Wall Street Terbang ke Rekor, Konflik Iran dan AS Bikin Deg-deganWall Street Terbang ke Rekor, Konflik Iran dan AS Bikin Deg-degan

Share
Share

NEW YORK, Detiktoday.com – Indeks-indeks saham Wall Street mayoritas terbang ke rekor tertinggi sepanjang masa (all time high/ATH) pada Senin (27/4/2026). Meski penguatan dibatasi oleh ketidakpastian negosiasi damai antara Amerika Serikat (AS) dan Iran serta eskalasi ketegangan di Selat Hormuz yang mendorong kenaikan harga minyak.

Dikutip dari CNBC internasional, indeks S&P 500 naik tipis 0,12% dan ditutup di level 7.173,91, mencetak rekor ATH penutupan baru. Nasdaq Composite menguat 0,20% ke posisi 24.887,10, juga mencatat rekor ATH penutupan. Sementara itu, Dow Jones Industrial Average justru melemah 62,92 poin atau 0,13% ke level 49.167,79.

Penguatan pasar saham terjadi di tengah sikap investor yang cenderung mengabaikan sementara kebuntuan pembicaraan damai antara AS dan Iran. Presiden AS Donald Trump sebelumnya membatalkan rencana pengiriman utusan khusus Steve Witkoff dan Jared Kushner ke Pakistan untuk pembahasan gencatan senjata, dan menyebut negosiasi dapat dilakukan melalui sambungan telepon.

“Banyak waktu terbuang untuk perjalanan, terlalu banyak pekerjaan! Tidak ada yang tahu siapa yang memegang kendali, termasuk mereka sendiri,” tulis Trump di platform Truth Social, sembari menambahkan bahwa Iran dapat menghubungi langsung jika ingin berunding.

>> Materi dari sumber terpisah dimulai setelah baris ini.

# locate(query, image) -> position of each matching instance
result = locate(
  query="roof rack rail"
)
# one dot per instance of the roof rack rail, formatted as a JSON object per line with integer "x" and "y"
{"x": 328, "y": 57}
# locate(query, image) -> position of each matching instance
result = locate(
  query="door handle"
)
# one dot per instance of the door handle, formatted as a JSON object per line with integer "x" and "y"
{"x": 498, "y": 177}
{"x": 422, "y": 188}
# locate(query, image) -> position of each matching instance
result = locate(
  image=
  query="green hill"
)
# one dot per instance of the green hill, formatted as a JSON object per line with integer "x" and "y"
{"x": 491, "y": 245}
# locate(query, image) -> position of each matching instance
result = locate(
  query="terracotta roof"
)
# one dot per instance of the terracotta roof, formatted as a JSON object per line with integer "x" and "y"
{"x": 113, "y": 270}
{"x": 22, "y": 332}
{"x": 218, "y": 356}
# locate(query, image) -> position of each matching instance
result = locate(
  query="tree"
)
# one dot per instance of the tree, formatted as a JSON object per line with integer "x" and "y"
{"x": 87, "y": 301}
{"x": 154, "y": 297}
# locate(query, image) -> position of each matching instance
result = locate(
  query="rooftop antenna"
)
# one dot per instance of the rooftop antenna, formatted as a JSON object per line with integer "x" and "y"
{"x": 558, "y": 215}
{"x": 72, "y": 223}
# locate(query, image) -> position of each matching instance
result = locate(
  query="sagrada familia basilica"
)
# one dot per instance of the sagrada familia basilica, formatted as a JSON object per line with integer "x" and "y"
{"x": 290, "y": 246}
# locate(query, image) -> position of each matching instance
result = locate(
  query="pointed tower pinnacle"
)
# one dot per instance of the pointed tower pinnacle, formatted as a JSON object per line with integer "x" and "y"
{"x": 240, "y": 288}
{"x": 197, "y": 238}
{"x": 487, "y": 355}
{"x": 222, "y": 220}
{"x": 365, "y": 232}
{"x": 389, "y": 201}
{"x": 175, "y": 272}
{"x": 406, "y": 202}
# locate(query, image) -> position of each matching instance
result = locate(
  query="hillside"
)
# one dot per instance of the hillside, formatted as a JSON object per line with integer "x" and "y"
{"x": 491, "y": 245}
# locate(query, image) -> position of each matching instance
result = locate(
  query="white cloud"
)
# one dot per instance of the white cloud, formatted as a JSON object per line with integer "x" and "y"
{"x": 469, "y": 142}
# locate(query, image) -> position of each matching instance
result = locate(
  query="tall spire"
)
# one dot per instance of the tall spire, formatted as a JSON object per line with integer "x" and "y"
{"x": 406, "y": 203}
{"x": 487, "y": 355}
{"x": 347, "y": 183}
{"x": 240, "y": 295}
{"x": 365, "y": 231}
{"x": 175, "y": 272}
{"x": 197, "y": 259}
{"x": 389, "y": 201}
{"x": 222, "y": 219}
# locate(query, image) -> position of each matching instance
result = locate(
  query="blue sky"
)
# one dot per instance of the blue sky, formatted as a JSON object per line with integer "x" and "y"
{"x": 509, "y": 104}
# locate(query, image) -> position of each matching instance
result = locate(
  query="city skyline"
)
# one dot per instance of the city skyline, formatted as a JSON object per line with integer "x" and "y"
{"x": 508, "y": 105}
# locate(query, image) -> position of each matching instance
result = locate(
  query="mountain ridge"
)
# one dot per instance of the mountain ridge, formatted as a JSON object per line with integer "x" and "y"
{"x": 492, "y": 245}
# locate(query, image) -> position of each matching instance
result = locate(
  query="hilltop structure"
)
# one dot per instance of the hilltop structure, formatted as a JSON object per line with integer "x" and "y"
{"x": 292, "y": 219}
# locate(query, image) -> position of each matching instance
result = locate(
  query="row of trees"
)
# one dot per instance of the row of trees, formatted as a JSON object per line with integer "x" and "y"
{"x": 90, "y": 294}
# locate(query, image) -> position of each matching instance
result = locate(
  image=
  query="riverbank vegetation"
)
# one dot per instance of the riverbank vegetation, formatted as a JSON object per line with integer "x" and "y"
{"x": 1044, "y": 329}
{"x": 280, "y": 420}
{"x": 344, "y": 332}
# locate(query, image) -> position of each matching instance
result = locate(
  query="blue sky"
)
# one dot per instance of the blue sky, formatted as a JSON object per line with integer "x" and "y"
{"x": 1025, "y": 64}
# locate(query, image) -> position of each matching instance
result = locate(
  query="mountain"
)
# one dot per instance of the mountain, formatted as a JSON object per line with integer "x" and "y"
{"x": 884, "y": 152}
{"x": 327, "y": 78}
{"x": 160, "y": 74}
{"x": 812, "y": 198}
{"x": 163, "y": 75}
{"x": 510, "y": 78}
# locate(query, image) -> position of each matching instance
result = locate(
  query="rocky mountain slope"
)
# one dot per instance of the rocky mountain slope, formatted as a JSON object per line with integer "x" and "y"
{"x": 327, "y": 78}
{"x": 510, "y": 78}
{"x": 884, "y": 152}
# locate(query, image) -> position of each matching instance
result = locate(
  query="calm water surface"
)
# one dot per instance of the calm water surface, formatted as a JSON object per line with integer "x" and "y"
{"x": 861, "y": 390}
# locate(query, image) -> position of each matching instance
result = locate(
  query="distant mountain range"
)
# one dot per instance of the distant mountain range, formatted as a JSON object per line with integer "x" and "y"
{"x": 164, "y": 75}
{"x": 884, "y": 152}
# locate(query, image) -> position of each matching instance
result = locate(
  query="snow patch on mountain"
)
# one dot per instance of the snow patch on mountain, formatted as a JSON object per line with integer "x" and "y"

Namun, Kementerian Luar Negeri Iran melalui juru bicara Esmaeil Baqaei menyatakan, saat ini belum ada rencana pertemuan dengan pihak Washington.

Di sisi lain, pasar energi kembali menjadi sorotan. Harga minyak melonjak seiring ketegangan yang belum mereda di kawasan Timur Tengah. Harga minyak West Texas Intermediate (WTI) naik 2,09% ke US$ 96,37 per barel, sementara Brent menguat 2,75% ke US$ 108,23 per barel.

Kenaikan harga minyak dipicu kekhawatiran gangguan jalur distribusi energi di Selat Hormuz, yang merupakan jalur strategis bagi perdagangan minyak global. Kondisi ini turut memperkuat tekanan inflasi di pasar global.